| Date: | Mon, 5 Sep 2005 21:34:11 -0400 |
| Reply-To: | Talbot Michael Katz <topkatz@MSN.COM> |
| Sender: | "SAS(r) Discussion" <SAS-L@LISTSERV.UGA.EDU> |
| From: | Talbot Michael Katz <topkatz@MSN.COM> |
| Subject: | Binary Response Models with Repeated Measures Data |
|---|
Hi, gang.
This is the posting I foretold of :-)
I haven't done a lot of repeated measures work, so I'm looking for some
advice (while I'm waiting for Will Potts' book on Survival Data Mining to
appear). Here's the set-up. We've got direct marketing campaigns to try
to enroll people into a bonus program; obviously, the hope is that this
will increase spending and loyalty, because enrollment in the program
without increased spending and loyalty is a money loser. Each campaign
sends out offers to quite a lot of people. We have campaign data going
back for a few years. Looking back through all the campaigns of this
particular type since 2003, we have about 4.5 million pieces going out to
2.5 million individuals. So, as you can see, quite a number of people who
didn't enroll the first time they got an offer, were included in one or
more subsequent campaigns.
Now, I am quite accustomed to one-shot offers in direct marketing.

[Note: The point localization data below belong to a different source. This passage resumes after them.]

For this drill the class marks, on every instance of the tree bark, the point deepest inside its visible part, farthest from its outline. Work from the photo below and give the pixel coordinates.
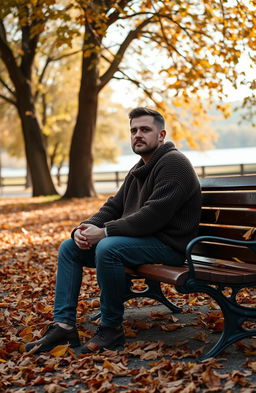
(80, 181)
(21, 77)
(36, 156)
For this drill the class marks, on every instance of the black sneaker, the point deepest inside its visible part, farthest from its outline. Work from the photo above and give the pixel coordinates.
(104, 338)
(55, 335)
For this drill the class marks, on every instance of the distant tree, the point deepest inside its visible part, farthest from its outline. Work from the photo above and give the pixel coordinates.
(180, 47)
(21, 25)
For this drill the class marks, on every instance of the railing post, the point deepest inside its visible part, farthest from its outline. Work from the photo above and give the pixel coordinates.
(203, 171)
(241, 169)
(117, 179)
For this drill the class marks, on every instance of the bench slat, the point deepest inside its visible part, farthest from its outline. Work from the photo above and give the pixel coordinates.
(223, 251)
(229, 182)
(229, 217)
(230, 232)
(230, 199)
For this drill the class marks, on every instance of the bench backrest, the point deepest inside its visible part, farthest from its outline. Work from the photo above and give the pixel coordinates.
(228, 210)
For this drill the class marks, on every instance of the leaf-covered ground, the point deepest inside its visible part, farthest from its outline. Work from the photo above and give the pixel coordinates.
(161, 349)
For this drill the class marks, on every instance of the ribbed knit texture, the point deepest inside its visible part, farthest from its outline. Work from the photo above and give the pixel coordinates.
(161, 198)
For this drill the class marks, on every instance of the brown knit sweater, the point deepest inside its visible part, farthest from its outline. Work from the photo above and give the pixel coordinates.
(161, 198)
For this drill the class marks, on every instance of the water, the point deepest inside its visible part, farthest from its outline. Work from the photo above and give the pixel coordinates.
(198, 158)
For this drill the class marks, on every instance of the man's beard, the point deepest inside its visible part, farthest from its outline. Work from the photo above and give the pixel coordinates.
(145, 150)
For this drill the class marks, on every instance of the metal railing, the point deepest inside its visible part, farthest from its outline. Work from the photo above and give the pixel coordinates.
(117, 177)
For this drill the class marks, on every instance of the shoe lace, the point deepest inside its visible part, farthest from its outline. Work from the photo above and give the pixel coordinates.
(100, 331)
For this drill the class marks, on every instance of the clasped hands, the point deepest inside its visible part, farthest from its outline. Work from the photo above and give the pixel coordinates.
(88, 234)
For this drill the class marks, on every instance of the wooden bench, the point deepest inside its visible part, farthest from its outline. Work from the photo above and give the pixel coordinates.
(222, 256)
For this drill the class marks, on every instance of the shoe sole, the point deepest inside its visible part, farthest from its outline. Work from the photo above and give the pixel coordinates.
(73, 344)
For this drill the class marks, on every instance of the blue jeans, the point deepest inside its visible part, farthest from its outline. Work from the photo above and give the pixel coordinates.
(109, 256)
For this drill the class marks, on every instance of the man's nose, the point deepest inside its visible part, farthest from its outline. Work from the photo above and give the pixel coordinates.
(138, 133)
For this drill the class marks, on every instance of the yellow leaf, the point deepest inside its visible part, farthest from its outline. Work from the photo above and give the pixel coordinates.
(48, 308)
(107, 365)
(59, 350)
(237, 260)
(25, 331)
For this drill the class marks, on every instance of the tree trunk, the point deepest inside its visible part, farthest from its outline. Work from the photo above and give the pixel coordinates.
(36, 156)
(80, 181)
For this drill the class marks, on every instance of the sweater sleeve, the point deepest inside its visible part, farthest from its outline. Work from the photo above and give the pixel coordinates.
(166, 198)
(111, 210)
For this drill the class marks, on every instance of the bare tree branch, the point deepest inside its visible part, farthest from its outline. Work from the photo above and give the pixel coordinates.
(114, 16)
(105, 78)
(7, 87)
(9, 100)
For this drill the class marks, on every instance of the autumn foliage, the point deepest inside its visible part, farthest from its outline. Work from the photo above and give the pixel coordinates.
(31, 232)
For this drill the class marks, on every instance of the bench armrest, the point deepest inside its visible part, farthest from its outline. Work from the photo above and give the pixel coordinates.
(213, 239)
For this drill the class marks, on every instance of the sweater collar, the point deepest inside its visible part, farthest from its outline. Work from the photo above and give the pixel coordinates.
(141, 169)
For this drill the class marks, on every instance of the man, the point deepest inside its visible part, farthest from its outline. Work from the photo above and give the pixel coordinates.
(150, 220)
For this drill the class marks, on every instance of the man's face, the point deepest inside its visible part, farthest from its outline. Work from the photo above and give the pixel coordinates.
(146, 136)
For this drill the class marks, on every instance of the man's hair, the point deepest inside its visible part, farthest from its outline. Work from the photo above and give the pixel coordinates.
(142, 111)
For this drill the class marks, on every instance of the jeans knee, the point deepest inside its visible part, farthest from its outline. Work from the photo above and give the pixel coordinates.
(66, 247)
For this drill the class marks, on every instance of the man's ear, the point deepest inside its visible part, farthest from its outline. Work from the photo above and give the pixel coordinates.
(162, 135)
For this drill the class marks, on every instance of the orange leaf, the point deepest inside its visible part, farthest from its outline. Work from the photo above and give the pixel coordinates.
(59, 350)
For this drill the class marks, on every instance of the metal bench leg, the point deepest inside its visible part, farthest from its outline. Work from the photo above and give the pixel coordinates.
(234, 316)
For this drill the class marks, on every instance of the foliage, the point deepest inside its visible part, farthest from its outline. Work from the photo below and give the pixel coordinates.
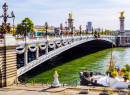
(110, 92)
(123, 69)
(21, 29)
(114, 73)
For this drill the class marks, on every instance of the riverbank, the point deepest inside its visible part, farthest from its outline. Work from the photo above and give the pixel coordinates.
(47, 90)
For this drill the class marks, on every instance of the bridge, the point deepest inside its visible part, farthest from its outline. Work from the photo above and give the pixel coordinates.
(11, 48)
(57, 46)
(51, 46)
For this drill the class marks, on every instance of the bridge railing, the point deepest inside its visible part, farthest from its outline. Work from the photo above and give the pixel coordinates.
(50, 54)
(1, 42)
(45, 82)
(58, 37)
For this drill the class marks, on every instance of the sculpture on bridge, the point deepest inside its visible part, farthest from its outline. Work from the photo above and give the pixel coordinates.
(122, 13)
(70, 15)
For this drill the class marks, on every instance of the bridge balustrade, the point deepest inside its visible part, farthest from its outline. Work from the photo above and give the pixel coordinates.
(51, 47)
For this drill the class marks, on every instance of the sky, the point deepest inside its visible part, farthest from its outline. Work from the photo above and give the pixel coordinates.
(102, 13)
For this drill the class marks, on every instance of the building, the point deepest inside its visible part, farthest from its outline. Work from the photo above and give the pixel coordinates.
(89, 25)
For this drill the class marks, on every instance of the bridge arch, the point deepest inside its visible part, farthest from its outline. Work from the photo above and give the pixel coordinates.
(67, 44)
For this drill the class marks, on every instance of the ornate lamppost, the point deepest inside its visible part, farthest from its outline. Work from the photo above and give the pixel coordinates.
(86, 30)
(13, 20)
(72, 34)
(102, 31)
(25, 25)
(61, 27)
(92, 31)
(80, 30)
(66, 27)
(6, 26)
(46, 27)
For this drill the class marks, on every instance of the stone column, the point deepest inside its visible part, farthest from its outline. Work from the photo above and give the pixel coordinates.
(8, 61)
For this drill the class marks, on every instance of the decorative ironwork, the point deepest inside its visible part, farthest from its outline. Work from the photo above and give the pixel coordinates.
(80, 29)
(61, 27)
(25, 25)
(46, 26)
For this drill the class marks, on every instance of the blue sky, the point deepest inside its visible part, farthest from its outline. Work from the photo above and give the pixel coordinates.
(102, 13)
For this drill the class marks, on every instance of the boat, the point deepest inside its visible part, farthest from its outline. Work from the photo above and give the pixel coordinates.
(98, 79)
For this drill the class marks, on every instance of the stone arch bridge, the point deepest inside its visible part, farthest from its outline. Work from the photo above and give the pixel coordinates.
(44, 49)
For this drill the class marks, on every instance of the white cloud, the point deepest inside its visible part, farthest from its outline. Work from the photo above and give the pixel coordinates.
(103, 14)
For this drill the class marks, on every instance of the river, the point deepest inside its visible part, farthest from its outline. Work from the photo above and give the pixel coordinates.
(71, 62)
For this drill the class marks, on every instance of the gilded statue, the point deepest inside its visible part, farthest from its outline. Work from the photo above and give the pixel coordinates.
(122, 13)
(70, 15)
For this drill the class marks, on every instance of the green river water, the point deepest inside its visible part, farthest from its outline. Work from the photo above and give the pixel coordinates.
(69, 69)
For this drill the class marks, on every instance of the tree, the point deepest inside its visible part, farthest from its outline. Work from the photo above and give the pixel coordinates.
(21, 30)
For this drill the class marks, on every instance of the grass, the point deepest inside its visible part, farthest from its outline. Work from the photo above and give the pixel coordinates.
(71, 69)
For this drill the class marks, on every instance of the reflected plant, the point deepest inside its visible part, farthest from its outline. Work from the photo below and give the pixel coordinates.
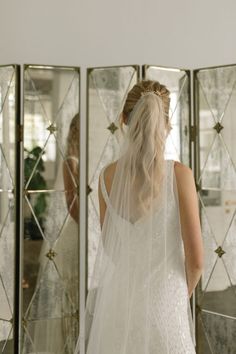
(34, 161)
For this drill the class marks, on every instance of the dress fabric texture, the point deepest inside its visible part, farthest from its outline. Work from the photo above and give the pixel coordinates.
(140, 307)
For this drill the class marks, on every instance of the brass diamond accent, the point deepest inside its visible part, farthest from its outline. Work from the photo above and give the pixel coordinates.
(198, 309)
(52, 128)
(89, 189)
(24, 322)
(112, 127)
(218, 127)
(51, 254)
(220, 251)
(76, 315)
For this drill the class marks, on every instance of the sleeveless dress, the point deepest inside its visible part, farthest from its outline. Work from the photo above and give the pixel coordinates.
(169, 316)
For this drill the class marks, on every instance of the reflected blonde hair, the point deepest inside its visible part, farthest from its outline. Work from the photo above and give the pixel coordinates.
(73, 137)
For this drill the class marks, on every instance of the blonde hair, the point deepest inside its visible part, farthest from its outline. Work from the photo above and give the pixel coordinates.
(73, 137)
(149, 125)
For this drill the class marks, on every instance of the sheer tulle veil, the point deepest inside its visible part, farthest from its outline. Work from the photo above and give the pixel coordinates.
(135, 250)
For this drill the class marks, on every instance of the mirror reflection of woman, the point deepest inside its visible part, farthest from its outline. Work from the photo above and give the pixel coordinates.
(56, 304)
(150, 255)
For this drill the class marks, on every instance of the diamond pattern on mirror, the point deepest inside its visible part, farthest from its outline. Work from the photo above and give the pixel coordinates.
(7, 265)
(7, 75)
(173, 107)
(112, 85)
(6, 202)
(108, 154)
(50, 299)
(204, 344)
(218, 289)
(221, 332)
(94, 232)
(37, 341)
(33, 99)
(219, 171)
(5, 335)
(68, 109)
(51, 222)
(28, 345)
(210, 245)
(218, 215)
(217, 86)
(229, 246)
(6, 312)
(43, 81)
(41, 162)
(6, 181)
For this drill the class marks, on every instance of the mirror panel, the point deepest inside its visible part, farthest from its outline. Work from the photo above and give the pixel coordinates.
(107, 90)
(51, 215)
(177, 82)
(8, 109)
(216, 297)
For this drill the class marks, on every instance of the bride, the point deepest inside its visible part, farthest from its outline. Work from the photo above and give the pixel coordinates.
(150, 255)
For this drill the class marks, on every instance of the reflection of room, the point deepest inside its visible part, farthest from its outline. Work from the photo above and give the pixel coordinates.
(184, 35)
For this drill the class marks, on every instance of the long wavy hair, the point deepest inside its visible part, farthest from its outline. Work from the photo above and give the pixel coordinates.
(146, 112)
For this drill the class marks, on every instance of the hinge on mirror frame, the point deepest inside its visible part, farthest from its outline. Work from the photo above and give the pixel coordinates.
(193, 132)
(19, 132)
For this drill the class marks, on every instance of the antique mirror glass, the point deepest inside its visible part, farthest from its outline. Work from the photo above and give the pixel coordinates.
(7, 185)
(107, 91)
(215, 94)
(51, 233)
(177, 82)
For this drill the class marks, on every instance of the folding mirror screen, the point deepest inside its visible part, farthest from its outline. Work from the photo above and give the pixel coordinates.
(203, 102)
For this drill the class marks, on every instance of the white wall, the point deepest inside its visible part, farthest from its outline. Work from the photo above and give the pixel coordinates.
(184, 33)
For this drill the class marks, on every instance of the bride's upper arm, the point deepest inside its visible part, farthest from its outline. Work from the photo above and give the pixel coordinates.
(189, 215)
(102, 204)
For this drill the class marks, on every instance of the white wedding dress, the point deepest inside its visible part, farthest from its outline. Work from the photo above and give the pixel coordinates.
(137, 306)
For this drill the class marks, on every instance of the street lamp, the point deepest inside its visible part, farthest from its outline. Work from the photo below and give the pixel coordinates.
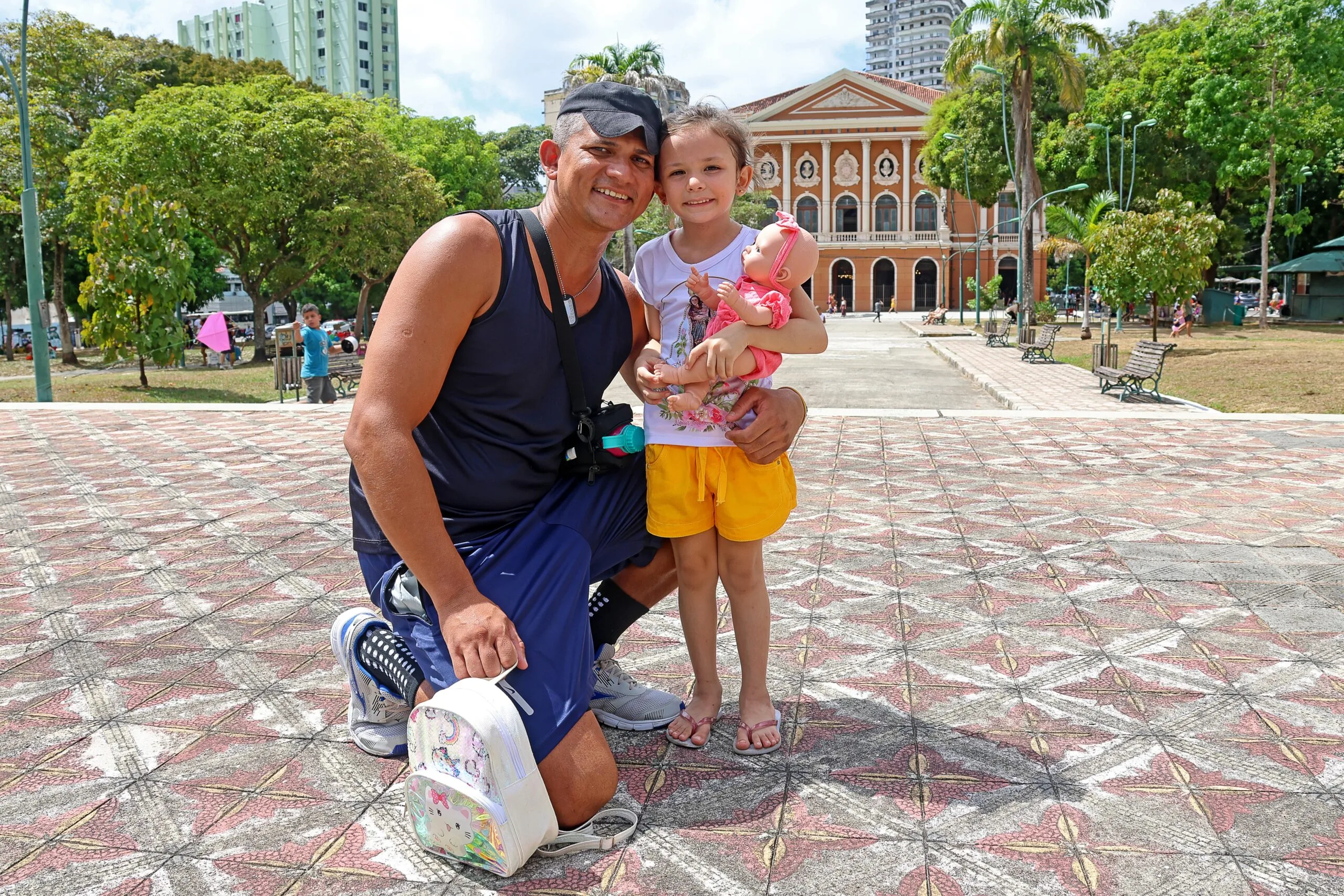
(1133, 159)
(1023, 262)
(32, 229)
(1093, 125)
(961, 269)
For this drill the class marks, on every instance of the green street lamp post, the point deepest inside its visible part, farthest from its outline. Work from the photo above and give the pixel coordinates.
(32, 229)
(1093, 125)
(1022, 309)
(1133, 157)
(1012, 171)
(961, 269)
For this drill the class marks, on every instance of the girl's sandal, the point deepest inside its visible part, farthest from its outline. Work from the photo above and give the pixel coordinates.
(759, 751)
(695, 727)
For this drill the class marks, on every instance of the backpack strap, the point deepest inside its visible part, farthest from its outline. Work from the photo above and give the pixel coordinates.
(585, 837)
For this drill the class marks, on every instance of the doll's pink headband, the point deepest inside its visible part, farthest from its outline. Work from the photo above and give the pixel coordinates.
(791, 236)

Typically the results of one campaign are used to build predictive models
for the next campaign. First the non-responders and responders are
classified as a 0,1 dependent variable for a first-stage response /
propensity model; then the amount of the spending response is modeled for
a second-stage spending model (hey, weren't we just talking about two-
stage models in a separate thread?).
We certainly have enough responders to build a response / propensity model
from only the most recent campaign, where each offer represents a single
individual. But the reason we want to use some of the older campaigns is
because profitability is a longer-term issue; we want to examine post-
enrollment behavior over several months, or even a year. Consequently, I
was given the following proposal. Start with a universe consisting of
every offer in each campaign (the 4.5 million), and treat them all as
separate independent individuals. In such a case, the data for each
appearance of a single person may be quite different; the number of
previous offers will have changed, and the recent spending patterns may
change. And since, with a 5% response rate, you can build very good
response models on samples of 20,000 or 30,000, you may not get a lot of
multiple observations for the same people in a particular sample (that's a
tough probability to compute).
So, the first question is, will this give a valid response model? I tend
to feel that it will underpredict response. If it's not good to treat
each offer as an independent individual, what is the best way to deal with
it? I could model the response for a single campaign, and score every
enrollee on each campaign by that model for use in the profitability
model. Does that make more sense? Or is there a better way?
I hope I've presented the situation clearly, and I look forward to
receiving your ideas. Thanks!
-- TMK --
"The Macro Klutz"
|